Lift her up, warm and close

or held at arm’s length - 

that smell, like a sheep pen,

a country hedge steaming after rain.

A love poet

Yet the presence of a poet did bestow a sense of occasion last weekend. The poet’s presence coinsided with the splendid Garden Festival, held in the castle grounds, in glorious sunshine this year.

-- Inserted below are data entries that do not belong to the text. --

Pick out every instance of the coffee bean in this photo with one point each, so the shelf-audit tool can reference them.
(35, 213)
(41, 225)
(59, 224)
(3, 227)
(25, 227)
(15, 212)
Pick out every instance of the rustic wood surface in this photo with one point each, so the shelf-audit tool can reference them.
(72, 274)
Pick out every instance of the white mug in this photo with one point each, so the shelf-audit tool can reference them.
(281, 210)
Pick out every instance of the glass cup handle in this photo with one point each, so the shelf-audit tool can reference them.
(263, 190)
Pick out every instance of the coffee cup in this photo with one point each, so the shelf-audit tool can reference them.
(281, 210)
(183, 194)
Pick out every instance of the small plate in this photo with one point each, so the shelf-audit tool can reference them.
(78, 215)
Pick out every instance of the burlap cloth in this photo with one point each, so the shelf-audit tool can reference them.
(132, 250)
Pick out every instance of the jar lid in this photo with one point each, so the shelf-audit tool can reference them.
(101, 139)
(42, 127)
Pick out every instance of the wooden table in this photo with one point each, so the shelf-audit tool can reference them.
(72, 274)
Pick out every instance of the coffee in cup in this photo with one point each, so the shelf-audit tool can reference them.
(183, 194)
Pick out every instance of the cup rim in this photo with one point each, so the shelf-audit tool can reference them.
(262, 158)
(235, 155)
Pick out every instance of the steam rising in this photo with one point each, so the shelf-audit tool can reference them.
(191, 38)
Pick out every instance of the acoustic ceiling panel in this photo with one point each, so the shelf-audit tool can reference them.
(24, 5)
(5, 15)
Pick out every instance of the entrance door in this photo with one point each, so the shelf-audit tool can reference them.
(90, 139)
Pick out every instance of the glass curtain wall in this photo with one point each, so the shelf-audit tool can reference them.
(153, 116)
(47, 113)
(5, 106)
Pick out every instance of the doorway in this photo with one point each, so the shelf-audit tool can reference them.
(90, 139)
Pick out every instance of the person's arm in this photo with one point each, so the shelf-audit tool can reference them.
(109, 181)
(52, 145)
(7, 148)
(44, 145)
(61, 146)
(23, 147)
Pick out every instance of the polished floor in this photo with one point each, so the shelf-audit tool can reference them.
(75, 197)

The festival is both an occasion and an event; and is now regarded as much a part of the Galway summer as are the arts festivals/film fleadhs, and the July races.

There was even wild music (and I am now conscious that it is beginning to resemble medieval times ). The normally serious Con Tempo Quartet, resident in Galway now more than 10 years, greeted the poet with a rousing gypsy courtship dance. Apparently at certain Romanian festivals, male dancers, hoping to excite the young girls, perform all sorts of gymnastic steps and gyrations with a pole, ending at their feet.

There was also a second poet on the platform that night, Mary O’Malley. Introducing John, she said that he was a poet on the side of ‘life and light’. He was a ‘love poet’, and that she would be suspicious of any poet who was not a love poet. She thanked him for giving her permission to dwell on the landscapes of her own life. 

John, with his third wife, the novelist Elizabeth Wassell, divides the year between their homes in the south of France, and west Cork. They work side by side in the same room.

His poem Silences is for her.

Poetry is a weapon and should be used,

though not in the crudity of violence.

It is a prayer before an unknown altar,

a spell to bless the silence. 

2

There is music beyond all this,

beyond all forms of grievance,

where anger lays its muzzle down

into the lap of silence

3

Or some butterfly script,

fathomed only by the other,

as supple fingers draw

a silent message from the tangible.

NOTES: John Montague has received the American Ireland Fund Literary Award. In 1998 he became Ireland’s first  Professor of Poetry. In 2010 France honoured him as a Chevalier de la Légion d’Honeur.

New Collected Poems by John Montague, published by Gallery Books, on sale in Charlie Byrnes, €25.